## December 2008 solution

This month's riddle reaped a large number of different solutions.

All solutions received this month had in common that the basic algorithm sorted non-negative integers, rather than general integers. For this reason, solutions typically included a preparation phase, where the input was made non-negative. This can be done as follows in O(n):

```def sorting(array):
if len(array)==0:
return []
minimum=min(array)
nnarray=[x-minimum for x in array]
return [x+minimum for x in sorting_nonnegative(nnarray)]
```
(For clarity, code shown throughout is in Python shorthand, but it should be clear how to implement all commands in the desired complexity in the target computational model.)

Another commonality to all solutions is that they utilized the fact that manipulation of large integers can be done in O(1). They did this by packing the information from many integers into a single integer, then used arithmetic on the new integer as a form of performing parallel computation on all the integers that served as its source. We will call this packing procedure "encoding" and its reverse "decoding".

At this point, solutions divided into two major approaches, depending on the basic type of encoding used.
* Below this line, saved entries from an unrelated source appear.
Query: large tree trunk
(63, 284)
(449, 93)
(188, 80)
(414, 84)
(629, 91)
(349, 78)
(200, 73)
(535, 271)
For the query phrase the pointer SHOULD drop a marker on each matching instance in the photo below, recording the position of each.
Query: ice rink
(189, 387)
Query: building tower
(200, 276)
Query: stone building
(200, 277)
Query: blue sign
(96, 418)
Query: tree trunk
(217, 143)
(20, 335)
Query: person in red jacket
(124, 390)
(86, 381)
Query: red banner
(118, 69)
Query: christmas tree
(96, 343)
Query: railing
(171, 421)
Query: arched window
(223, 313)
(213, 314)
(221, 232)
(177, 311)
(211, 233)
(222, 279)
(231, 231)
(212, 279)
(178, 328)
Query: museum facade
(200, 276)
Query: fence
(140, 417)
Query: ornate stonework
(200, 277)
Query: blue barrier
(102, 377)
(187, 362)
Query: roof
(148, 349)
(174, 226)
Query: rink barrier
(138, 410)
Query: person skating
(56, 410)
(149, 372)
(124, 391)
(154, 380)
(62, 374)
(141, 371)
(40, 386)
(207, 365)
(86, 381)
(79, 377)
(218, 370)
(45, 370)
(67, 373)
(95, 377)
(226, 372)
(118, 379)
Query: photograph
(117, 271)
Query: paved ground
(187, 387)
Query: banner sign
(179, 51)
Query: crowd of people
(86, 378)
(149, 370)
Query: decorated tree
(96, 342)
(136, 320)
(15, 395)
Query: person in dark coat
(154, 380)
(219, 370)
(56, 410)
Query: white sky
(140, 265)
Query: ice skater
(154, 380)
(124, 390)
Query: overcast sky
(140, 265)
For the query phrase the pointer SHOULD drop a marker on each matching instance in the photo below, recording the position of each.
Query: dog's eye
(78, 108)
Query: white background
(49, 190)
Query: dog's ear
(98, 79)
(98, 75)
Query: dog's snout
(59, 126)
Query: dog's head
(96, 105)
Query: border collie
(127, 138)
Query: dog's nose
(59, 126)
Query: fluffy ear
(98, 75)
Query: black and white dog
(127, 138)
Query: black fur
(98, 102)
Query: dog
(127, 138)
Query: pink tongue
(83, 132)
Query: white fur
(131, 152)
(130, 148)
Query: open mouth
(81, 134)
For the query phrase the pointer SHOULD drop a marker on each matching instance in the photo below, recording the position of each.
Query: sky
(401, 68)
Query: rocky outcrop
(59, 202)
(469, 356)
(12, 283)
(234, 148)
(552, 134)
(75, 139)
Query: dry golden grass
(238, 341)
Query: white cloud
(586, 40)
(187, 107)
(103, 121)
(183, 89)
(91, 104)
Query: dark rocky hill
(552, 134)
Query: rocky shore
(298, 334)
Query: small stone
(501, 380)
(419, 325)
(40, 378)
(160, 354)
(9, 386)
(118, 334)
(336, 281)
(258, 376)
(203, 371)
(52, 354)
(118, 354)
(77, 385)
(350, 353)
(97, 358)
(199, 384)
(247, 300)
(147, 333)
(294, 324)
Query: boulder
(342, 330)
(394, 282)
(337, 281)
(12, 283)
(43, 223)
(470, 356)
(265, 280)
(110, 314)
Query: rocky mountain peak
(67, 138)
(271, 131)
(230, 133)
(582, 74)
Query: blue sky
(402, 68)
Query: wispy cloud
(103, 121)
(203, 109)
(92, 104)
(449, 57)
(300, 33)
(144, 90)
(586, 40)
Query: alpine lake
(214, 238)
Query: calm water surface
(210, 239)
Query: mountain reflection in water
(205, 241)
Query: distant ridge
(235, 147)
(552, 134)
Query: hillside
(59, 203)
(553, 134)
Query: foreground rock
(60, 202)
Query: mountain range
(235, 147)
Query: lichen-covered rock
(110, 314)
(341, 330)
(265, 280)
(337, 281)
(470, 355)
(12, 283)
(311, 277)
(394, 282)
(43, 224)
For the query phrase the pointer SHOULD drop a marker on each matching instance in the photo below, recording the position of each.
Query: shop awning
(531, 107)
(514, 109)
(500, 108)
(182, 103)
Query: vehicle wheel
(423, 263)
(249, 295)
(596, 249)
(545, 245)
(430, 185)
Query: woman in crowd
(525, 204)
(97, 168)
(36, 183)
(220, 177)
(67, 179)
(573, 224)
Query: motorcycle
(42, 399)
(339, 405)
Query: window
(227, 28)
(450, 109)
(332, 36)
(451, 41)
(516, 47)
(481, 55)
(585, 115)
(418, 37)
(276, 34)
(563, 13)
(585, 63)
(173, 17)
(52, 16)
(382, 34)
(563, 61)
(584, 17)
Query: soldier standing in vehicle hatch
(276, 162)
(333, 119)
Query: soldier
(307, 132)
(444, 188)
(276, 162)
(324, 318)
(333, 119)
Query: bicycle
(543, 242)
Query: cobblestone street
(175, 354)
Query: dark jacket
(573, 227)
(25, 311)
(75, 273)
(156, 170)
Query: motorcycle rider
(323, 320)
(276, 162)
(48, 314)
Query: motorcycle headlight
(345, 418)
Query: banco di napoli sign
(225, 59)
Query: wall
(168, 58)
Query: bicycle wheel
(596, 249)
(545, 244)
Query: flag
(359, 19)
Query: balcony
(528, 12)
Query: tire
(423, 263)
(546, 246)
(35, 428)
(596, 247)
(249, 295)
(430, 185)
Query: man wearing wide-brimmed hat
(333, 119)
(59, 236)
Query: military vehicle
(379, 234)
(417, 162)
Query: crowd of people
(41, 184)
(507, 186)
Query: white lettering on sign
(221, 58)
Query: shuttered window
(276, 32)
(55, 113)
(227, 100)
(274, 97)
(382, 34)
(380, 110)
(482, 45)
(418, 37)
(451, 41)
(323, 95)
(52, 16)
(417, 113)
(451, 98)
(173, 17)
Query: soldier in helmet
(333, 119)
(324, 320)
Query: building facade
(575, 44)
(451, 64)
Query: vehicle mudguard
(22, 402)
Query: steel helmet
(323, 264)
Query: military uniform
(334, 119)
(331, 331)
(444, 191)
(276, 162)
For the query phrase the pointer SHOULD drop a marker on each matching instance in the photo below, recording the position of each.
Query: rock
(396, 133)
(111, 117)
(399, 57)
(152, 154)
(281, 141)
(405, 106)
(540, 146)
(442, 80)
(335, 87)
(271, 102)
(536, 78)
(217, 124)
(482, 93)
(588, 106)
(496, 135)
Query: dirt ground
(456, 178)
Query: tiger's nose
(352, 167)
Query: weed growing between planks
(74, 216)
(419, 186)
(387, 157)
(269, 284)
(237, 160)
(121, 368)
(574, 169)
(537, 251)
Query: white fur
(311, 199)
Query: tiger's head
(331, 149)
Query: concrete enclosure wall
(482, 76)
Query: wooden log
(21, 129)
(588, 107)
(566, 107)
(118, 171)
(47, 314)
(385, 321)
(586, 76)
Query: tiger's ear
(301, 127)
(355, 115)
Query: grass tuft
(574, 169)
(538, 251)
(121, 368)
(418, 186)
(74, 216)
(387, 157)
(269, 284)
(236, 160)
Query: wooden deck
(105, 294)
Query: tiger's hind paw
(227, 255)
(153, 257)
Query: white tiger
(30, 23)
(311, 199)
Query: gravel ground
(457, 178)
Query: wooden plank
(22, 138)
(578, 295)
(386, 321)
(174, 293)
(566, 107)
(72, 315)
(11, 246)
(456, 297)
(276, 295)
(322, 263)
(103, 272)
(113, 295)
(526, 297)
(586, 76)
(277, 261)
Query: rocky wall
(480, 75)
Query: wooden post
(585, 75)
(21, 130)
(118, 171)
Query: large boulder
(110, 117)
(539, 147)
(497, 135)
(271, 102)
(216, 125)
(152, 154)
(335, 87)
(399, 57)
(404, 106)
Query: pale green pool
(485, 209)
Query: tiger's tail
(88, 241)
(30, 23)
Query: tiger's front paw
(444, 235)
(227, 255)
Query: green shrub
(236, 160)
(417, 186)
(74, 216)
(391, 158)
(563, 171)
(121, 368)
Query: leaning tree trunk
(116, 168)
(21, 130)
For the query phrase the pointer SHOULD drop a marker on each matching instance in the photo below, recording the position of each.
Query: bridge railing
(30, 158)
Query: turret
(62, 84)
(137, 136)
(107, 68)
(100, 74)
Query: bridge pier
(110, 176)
One way was to encode the set of numbers {xi} by the cumulative OR of 1<<xi. I call this "the set-based approach". The other way was to encode the vector of values x0, ..., xn-1 by the sum of xi2i*width, where width is chosen to be a large enough number so that "max(xi)" is a number that has at most width bits. This is "the vector-based approach".

The set-based approach further requires, at its core, uniqueness of the set elements, so most solutions kept a count of the number of times each integer appears in the input array. One way to do this is by use of an additional array of size "max(array)+1". This is similar to what is done in Bucket sorting.

The set-based approach lends itself naturally to very elegant solutions, as soon as one learns the basics of how to use it. For example, note that "B&-B" is a way to calculate the position of the least '1' in "B". Using this simple function, one can encode the original set of numbers in O(n), then read them out, smallest to largest, again in O(n). This solution is implemented here.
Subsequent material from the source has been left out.